De mon côté, j’orchestre la valse des armoires: mes t-shirts trop moulants intègrent celle de N°1, la moitié de sa garde-robe migre vers celle de N°2 qui ne s’en apercevra presque pas, vu ma lubie de les habiller comme des jumelles; et ce qui a résisté aux deux grandes échoue dans la penderie de N°3, qui va quitter avec bonheur ses pantalons trop courts pour enfiler une série de pantalons auxquels il faudra faire deux tours.
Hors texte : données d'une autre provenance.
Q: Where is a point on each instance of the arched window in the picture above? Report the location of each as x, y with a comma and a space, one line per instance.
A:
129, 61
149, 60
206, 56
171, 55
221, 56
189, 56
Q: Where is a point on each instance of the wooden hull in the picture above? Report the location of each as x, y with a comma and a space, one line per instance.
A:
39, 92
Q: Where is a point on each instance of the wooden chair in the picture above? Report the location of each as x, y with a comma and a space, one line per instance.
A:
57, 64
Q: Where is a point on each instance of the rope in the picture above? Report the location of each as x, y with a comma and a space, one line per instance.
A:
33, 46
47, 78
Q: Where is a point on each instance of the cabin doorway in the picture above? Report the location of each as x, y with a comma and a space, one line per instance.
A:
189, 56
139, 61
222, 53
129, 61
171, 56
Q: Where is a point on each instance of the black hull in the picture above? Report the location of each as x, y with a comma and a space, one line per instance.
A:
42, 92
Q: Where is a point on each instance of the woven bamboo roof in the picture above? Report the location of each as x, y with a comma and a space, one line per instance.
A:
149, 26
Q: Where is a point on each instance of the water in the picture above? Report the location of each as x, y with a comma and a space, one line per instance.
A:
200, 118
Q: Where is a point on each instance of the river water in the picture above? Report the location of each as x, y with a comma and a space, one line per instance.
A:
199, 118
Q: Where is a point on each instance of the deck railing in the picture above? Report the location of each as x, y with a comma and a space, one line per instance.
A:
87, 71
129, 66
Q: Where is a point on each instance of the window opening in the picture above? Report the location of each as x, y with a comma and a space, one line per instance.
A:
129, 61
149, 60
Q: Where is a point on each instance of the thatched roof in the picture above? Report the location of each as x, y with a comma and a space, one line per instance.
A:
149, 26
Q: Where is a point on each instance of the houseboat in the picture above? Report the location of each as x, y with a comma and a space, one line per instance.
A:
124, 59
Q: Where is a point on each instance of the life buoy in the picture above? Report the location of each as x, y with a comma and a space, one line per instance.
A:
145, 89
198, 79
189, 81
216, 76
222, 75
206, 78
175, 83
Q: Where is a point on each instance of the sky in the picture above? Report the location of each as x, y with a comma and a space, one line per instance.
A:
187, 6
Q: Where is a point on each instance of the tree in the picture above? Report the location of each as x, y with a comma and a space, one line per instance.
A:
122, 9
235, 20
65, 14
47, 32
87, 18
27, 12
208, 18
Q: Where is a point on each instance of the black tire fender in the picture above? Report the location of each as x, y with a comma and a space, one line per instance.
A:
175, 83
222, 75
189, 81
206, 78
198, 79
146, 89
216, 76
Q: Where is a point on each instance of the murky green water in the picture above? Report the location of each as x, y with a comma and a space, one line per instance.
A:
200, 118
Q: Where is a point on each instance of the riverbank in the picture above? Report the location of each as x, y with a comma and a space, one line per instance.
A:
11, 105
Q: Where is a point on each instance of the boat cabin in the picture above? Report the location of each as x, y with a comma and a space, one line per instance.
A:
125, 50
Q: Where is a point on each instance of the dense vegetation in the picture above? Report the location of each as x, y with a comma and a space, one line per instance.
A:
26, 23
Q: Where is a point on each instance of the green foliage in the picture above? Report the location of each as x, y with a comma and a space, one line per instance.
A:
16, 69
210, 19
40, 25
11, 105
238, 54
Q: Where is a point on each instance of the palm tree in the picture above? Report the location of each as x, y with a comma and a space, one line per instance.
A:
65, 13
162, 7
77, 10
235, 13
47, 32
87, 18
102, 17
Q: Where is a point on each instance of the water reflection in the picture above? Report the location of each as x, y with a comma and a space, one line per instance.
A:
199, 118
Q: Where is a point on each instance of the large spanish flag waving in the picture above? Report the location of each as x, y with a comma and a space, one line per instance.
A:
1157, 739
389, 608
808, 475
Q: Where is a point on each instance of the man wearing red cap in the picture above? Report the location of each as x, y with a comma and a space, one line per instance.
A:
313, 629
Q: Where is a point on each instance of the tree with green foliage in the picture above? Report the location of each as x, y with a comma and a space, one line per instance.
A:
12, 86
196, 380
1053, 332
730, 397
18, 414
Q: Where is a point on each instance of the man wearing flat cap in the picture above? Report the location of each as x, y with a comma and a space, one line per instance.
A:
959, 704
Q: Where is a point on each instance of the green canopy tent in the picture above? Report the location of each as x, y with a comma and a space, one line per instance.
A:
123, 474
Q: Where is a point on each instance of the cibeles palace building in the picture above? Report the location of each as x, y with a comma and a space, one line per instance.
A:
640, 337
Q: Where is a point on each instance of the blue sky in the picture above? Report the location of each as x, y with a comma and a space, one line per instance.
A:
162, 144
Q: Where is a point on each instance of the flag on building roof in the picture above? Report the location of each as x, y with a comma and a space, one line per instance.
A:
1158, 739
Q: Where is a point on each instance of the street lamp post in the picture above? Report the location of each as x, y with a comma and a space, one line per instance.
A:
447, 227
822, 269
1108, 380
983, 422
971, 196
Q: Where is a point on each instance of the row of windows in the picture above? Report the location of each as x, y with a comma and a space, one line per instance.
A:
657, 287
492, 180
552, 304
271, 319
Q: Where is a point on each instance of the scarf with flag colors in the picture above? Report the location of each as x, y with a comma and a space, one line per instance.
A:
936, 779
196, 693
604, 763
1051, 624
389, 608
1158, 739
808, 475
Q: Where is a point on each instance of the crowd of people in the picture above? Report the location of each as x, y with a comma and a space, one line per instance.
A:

Au bout d’une heure, Etonnée par le calme ambiant, je fais un point sur la situation. Dans la bataille, chacune a retrouvé un trésor qui l’a détournée de sa mission: qui un kit à faire des scoubidous, qui un catalogue de jouets de Noël 2011, qui un saxophone en plastique extrêmement bruyant… le grand sac-poubelle est toujours vide, mais le tas à conserver occupe la moitié de la pièce. Il faut remotiver les troupes, les réunir en conseil de guerre pour déterminer le sort de chaque objet au cas par cas. N°1, malgré sa pré-adolescence précoce, accepte raisonnablement de rendre leur liberté à ses cailloux de collection et de mettre au tri sélectif son camaïeu de bouts de verre ramassés sur la plage; N°2 a beaucoup plus de mal à se séparer des sets de table Buffalo Grill qu’elle avait coloriés avec application. Lassée par les débats, N°3 s’est enfouie dans le sac poubelle, qu’elle a fini par renverser complètement pour récupérer le saxophone qu’elle venait d’y jeter. Le moral et la cohésion du groupe en prennent un sacré coup, nous avons épuisé nos rations énergisantes de bonbons, la mutinerie guette… Pour éviter l’humiliation d’une débâcle, je sonne l’heure du goûter… et profite de leur absence pour avancer. Trois sacs-poubelle plus tard, les puzzles et les paires de chaussures de Barbie sont recomposés, les jeux de sept familles à peu près entiers et la quasi intégralité d’autoportraits-patate de N°3 prête à brûler. Les filles ont interdiction de toucher à quoi que ce soit, voire interdiction de jouer, voire de bouger, juste pour me laisser une heure, une heure seulement, l’illusion que là où la MAF passe, le bazar ne repousse pas.

 

Chronique parue dans Actives Magazine du mois de Mai 2014.